Hmm. Begins with a reference to
the (famous?) burgeoning scraggly beard,
which got shaved off on occasion, sure. Well, look, it’s hardly an auspicious
start, promising one of the great English language poems, but whatever. “Shadow
& act, shadow & act”. Is this an oblique reference to Plato? (Doubt
it.) Something akin to yesterday’s poem, the call, and my response? The
cowering person projected via
holographs and megaphones into persona?
(Not quite seeing that.) It feels deep, and it’s repeated, so it seems
important, but I can’t reach it. And then comes this:
Better get white
or you' get whacked,
or keep
so-called black
& raise new
hell.
I've had enough
of this dying.
I’ve had enough of this dying too. On this day today, the city
of Baltimore is nursing some grievous wounds. Yet another black man killed
while in police custody, his spine broken
in three places. Go ahead, explain how he wasn't mistreated if his spine was so shattered. Ten thousand protesters in the streets for days, then the riots broke
out, fires and looting, phalanxes of riot police subject to cascades of bricks,
some injured (but no broken spines), and now here come the news agencies
because this shit is juicy. Better get white, or you’ get
whacked? I’ll say.
Except the poet is still talking about
his beard. “Dying” doesn’t refer to
ceasing to exist amongst the living, it refers to the chemical changing of one’s
hair color. And we get back to the beard again in the third stanza. “It’s
easier to vomit than it was, / beardless”. It reveals a steely-eyed bitterness
in this one coming through for me. There are other images and messages in the
poem, but this matters most to me today, as Baltimore smolders.
Because here’s the thing: “Better
get white or you get whacked” and “dying”: They’re not about a beard either.
The pun on “dying” is deliberate; the puns on “white” and “black” are
deliberate: race or hair color, depends on your angle. They give rise to a
metaphor. The “tenor” of a metaphor is the root-level image or concept being
conveyed, the “vehicle” is the substitution that carries the tenor. The tenor
is sometimes only communicated through allusion—you can’t prove it in a court
of law—but poetry doesn’t give a damn about law. Nothing on this poem’s surface,
the vehicle, is legally about anything other than grooming habits on a poet’s
ugly mug. But put “black,” “white,” “whacked,” and “dying” together and the
alternate meanings of the words, each with a radioactive aura, reinforce each
other into a tenor about race and violence. The radioactivity grows to dangerous
levels: You bet this poem is about
race and brutality.
At the end there: Alcoholics
vomit pretty routinely, don’t they? So there’s that. But how about one more
subtle, implied double entendre? Rather than “I’ve had enough” of this “dying,”
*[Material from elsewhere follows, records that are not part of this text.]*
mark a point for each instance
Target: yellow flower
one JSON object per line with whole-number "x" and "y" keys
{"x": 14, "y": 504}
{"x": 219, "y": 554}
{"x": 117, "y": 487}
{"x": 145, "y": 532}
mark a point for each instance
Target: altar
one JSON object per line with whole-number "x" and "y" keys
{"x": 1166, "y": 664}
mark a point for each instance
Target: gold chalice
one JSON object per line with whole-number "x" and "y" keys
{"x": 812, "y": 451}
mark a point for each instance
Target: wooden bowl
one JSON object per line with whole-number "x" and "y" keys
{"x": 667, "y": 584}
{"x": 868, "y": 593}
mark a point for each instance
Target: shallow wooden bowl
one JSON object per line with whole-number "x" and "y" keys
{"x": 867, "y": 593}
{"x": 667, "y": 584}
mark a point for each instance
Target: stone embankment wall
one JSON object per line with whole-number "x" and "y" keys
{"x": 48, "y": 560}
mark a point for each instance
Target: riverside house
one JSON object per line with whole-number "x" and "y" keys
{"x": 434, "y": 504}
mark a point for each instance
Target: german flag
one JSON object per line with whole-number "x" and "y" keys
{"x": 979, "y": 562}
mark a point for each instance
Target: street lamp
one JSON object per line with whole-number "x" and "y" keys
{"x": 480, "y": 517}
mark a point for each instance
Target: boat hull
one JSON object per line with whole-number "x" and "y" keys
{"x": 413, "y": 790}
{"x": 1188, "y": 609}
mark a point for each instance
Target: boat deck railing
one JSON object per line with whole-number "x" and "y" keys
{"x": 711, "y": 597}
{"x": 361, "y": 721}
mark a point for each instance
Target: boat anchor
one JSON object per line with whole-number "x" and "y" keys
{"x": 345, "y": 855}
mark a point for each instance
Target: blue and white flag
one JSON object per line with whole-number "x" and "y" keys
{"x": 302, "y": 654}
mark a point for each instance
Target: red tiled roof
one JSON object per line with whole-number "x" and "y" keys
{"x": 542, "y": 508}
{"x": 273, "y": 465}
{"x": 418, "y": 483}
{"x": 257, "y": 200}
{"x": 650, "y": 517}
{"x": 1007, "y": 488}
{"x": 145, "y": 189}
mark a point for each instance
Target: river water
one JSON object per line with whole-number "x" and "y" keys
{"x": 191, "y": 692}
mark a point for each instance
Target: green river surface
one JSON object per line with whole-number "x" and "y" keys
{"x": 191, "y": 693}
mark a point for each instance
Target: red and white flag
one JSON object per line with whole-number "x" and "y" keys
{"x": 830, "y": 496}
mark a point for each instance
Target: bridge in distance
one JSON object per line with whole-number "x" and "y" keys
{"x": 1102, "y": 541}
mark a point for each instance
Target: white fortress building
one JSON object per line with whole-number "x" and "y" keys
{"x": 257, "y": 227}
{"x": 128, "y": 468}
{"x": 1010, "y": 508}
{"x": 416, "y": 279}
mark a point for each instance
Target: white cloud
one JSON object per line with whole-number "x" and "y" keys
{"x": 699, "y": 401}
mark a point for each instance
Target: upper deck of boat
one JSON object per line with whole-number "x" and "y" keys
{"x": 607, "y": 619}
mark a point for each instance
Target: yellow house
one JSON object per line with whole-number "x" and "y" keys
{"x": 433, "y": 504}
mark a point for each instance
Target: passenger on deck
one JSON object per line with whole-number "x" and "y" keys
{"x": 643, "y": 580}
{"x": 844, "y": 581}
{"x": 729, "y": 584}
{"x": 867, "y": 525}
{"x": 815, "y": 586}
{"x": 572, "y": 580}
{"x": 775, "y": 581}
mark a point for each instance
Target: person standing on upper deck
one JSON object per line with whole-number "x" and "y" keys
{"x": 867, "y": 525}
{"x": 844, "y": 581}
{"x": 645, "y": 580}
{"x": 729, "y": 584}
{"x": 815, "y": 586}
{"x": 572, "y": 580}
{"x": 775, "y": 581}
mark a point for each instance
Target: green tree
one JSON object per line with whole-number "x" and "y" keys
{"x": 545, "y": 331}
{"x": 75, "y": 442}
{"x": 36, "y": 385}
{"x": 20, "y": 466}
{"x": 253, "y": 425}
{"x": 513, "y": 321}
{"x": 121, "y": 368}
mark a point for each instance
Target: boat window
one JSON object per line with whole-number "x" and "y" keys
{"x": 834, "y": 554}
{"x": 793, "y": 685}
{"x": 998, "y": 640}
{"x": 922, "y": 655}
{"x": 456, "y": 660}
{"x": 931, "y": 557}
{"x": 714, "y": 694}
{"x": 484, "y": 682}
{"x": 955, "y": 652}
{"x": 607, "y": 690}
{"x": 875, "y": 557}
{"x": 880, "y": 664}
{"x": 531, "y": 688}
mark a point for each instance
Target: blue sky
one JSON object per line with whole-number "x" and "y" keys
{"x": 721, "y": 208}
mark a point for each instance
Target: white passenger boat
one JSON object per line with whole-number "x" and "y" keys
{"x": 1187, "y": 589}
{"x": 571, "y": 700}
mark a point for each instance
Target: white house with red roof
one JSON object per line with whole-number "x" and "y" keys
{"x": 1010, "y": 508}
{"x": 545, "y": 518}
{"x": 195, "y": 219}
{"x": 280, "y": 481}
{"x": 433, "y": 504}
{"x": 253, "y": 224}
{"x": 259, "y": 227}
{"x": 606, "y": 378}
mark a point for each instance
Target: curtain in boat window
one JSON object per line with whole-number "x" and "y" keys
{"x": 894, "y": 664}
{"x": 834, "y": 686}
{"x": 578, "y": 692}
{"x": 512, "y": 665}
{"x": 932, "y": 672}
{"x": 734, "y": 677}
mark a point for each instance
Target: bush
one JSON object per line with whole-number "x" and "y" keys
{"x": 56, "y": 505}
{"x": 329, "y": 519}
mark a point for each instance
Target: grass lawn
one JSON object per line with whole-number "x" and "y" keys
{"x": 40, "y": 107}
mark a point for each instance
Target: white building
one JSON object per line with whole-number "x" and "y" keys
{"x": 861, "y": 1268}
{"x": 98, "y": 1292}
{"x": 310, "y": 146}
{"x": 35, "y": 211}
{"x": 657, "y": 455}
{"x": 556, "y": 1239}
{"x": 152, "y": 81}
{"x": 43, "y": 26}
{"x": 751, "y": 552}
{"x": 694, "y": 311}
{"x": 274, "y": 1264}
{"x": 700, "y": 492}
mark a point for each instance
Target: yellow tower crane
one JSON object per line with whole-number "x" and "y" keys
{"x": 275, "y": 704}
I’m sick of all this dying. There’s the poet’s comment on he
why thinks whacking a black man because he’s black and you’re angry is behavior
that’s acceptable. Get it? Myself, I could never, ever be a lawyer because my
brain is not wired in such fashion. I’d rather empty outhouses. But, times like
this, they prove their worth. Sic ‘em on the brutal tenor of violence and apply
one last metaphor: You’re going to the
big house. The Vehicle: The “big house” is defined as a larger-than-average
domicile. The Tenor: prison. Where murderers belong.